Oklahoma has underfunded its public schools over the past decade. Many districts have switched to a four-day week to save money.

Some rural districts, facing insolvency, are turning their schools over to Epic, a for-profit online charter chain, which can balance the books by putting kids online and cutting teachers’ jobs.

Like all online charter schools, EPIC overstates its “gains” while its actual results are less than mediocre.

“To save his financially imperiled school district, Panola Superintendent Brad Corcoran in 2017 pitched a plan to convert the traditional public district into a charter school. 

“In becoming a charter, Panola Public Schools would turn over its management to a company affiliated with Epic Charter Schools, the largest online school in the state. The school board agreed. 

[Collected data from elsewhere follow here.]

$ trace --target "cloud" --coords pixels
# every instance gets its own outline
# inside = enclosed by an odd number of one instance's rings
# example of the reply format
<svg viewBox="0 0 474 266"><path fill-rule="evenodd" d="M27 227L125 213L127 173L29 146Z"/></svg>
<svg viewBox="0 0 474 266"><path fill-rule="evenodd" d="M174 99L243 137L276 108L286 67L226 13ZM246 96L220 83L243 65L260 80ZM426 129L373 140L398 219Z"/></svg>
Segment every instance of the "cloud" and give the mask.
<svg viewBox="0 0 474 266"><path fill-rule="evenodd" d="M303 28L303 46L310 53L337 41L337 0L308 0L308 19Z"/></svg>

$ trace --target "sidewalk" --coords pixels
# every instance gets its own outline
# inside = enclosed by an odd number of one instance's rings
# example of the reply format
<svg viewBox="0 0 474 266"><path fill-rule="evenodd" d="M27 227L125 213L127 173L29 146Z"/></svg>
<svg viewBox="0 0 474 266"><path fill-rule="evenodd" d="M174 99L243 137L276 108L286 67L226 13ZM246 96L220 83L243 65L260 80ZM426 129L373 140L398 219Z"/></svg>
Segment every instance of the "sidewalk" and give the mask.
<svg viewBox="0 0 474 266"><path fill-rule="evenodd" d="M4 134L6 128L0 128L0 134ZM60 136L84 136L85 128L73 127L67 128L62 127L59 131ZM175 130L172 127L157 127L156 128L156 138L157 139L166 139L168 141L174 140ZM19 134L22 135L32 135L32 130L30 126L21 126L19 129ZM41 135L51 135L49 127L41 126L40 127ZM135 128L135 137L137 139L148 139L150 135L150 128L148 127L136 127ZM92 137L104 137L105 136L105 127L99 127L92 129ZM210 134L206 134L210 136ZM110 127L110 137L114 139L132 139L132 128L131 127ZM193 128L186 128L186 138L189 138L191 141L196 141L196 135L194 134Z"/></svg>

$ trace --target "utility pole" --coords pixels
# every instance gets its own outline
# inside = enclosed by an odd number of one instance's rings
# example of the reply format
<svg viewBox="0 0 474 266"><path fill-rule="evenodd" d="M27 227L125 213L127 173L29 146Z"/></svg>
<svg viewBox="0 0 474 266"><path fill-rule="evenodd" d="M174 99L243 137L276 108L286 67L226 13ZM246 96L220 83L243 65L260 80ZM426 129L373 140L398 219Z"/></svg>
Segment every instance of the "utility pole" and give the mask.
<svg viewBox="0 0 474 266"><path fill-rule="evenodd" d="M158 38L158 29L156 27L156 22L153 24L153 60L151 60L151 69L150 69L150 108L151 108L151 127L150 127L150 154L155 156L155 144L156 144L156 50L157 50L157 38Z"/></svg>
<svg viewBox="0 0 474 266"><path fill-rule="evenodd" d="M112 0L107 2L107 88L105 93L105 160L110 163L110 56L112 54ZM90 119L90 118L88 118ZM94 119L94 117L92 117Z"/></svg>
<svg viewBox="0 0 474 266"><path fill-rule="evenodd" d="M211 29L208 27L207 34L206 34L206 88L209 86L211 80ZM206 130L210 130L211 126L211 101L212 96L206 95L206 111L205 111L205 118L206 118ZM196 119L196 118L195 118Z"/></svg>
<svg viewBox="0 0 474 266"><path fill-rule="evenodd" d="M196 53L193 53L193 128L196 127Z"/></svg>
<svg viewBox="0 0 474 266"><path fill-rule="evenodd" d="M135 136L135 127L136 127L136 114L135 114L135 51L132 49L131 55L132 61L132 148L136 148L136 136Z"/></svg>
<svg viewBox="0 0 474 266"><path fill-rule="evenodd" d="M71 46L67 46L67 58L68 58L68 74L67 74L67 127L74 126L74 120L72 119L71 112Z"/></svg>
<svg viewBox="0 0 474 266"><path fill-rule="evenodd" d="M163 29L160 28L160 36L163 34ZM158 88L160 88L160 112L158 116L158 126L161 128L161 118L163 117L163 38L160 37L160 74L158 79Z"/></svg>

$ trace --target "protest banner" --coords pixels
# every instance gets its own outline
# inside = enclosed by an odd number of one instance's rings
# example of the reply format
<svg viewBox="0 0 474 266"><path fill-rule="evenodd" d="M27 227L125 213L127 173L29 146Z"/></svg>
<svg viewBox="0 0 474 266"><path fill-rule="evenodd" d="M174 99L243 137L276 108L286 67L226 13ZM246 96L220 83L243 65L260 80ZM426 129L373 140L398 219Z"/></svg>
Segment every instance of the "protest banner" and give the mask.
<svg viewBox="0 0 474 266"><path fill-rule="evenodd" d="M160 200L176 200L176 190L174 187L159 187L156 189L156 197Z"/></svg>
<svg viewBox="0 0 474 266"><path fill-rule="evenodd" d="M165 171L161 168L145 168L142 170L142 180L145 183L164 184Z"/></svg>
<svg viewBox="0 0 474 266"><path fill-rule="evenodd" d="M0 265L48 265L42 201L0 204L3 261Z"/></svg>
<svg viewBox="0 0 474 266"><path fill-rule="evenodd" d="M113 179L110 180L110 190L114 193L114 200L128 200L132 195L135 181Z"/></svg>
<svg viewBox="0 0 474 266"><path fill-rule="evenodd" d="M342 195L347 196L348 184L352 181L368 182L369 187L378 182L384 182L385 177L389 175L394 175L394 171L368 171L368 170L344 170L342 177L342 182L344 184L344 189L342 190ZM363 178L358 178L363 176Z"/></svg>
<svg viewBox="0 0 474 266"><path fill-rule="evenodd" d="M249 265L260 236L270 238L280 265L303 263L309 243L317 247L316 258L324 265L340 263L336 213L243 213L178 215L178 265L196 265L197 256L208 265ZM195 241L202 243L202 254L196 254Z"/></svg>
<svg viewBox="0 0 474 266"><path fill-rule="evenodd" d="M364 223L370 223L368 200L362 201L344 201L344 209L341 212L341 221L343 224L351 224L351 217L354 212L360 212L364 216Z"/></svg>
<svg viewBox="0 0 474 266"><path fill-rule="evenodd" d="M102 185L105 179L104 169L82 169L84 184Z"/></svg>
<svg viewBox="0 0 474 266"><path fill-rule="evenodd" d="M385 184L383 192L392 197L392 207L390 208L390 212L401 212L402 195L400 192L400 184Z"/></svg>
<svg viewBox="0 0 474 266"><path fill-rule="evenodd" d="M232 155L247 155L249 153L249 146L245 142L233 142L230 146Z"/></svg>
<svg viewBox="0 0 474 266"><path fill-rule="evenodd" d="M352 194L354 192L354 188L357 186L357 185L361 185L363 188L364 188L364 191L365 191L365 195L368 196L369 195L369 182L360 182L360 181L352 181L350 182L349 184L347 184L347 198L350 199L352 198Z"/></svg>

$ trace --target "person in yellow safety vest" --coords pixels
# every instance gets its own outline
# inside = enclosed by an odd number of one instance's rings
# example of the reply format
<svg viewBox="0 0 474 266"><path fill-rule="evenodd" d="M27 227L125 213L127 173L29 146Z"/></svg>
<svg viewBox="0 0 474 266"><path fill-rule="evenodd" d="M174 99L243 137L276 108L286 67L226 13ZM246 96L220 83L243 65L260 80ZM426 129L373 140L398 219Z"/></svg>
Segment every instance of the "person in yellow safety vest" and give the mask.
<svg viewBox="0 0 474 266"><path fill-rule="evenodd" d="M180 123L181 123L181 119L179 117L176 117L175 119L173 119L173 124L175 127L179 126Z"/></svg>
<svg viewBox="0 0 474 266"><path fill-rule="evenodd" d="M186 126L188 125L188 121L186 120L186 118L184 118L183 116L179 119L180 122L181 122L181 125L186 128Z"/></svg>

“The Epic-related firm contributed $100,000 toward Panola’s debt as part of the agreement. That company manages the small district for a more than 10 percent cut of its funding.  Panola’s high school students now have the option to attend most classes online from home.

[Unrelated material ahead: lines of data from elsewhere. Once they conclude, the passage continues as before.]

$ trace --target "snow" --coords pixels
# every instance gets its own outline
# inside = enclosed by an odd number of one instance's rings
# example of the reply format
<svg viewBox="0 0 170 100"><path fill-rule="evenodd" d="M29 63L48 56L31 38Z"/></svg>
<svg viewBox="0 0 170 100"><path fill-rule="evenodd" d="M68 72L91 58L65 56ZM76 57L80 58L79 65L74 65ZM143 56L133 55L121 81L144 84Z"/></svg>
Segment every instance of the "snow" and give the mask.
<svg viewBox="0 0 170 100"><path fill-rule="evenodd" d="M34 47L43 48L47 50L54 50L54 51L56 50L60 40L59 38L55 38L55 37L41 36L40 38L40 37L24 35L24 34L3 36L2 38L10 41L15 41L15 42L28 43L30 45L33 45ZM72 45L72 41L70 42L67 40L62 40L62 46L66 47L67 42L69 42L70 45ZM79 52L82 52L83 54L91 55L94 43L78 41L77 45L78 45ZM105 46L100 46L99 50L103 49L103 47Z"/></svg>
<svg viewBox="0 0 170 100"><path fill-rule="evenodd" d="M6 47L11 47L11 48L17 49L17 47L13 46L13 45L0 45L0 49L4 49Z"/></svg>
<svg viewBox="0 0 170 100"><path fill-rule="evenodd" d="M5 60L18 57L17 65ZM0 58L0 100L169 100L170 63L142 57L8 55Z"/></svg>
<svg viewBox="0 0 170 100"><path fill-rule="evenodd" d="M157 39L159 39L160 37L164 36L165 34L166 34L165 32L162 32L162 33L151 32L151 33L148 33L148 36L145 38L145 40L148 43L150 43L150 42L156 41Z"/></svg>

“The deal was unprecedented. Not only was it one of the first conversions-to-charter in the state, it allowed Epic’s company to operate a school and gain many benefits denied other charter schools: It could tap into and spend local property tax revenue to cover costs of student transportation, school buildings and sports facilities, like traditional school districts.

“And Epic didn’t stop at Panola….”

Epic has 23,000 in Oklahoma and it is growing in California as well.

”Trice Butler, superintendent of Wilburton Public Schools, which neighbors Panola, said she is concerned that Epic is looking to replicate what it’s done in Panola in other districts.

“Butler said her primary concern is her belief that students at Epic are receiving a subpar education. She cited Epic’s low high school graduation rates and high numbers of students leaving Epic and returning to traditional schools with academic credit insufficient for the time they were enrolled. (Epic maintains that some students come to them behind in credits and the school helps them catch up.)

“Epic’s presence in Panola has also raised concerns about aggressive attempts to attract students and teachers from surrounding school districts even in the middle of the academic year.

”Panola spent $650 for postcards, and at least some were sent to addresses in nearby Wilburton school district, promising a customized education for students and touting the school’s “double-digit academic growth.”

“Butler called this “predatory marketing” and said the statements made on the postcard are misleading.

“Panola elementary students did post positive academic growth on the latest school report cards, with 80 percent of students improving between 2016-17 and 2017-18. But only 27 percent of those students scored on grade level, compared with 57 percent in Wilburton and 51 percent statewide.”

Oklahoma has followed a policy of large tax cuts for corporations, especially those in the oil, gas, and fracking industry, and budget cuts for education and other public services. The state is abandoning its future.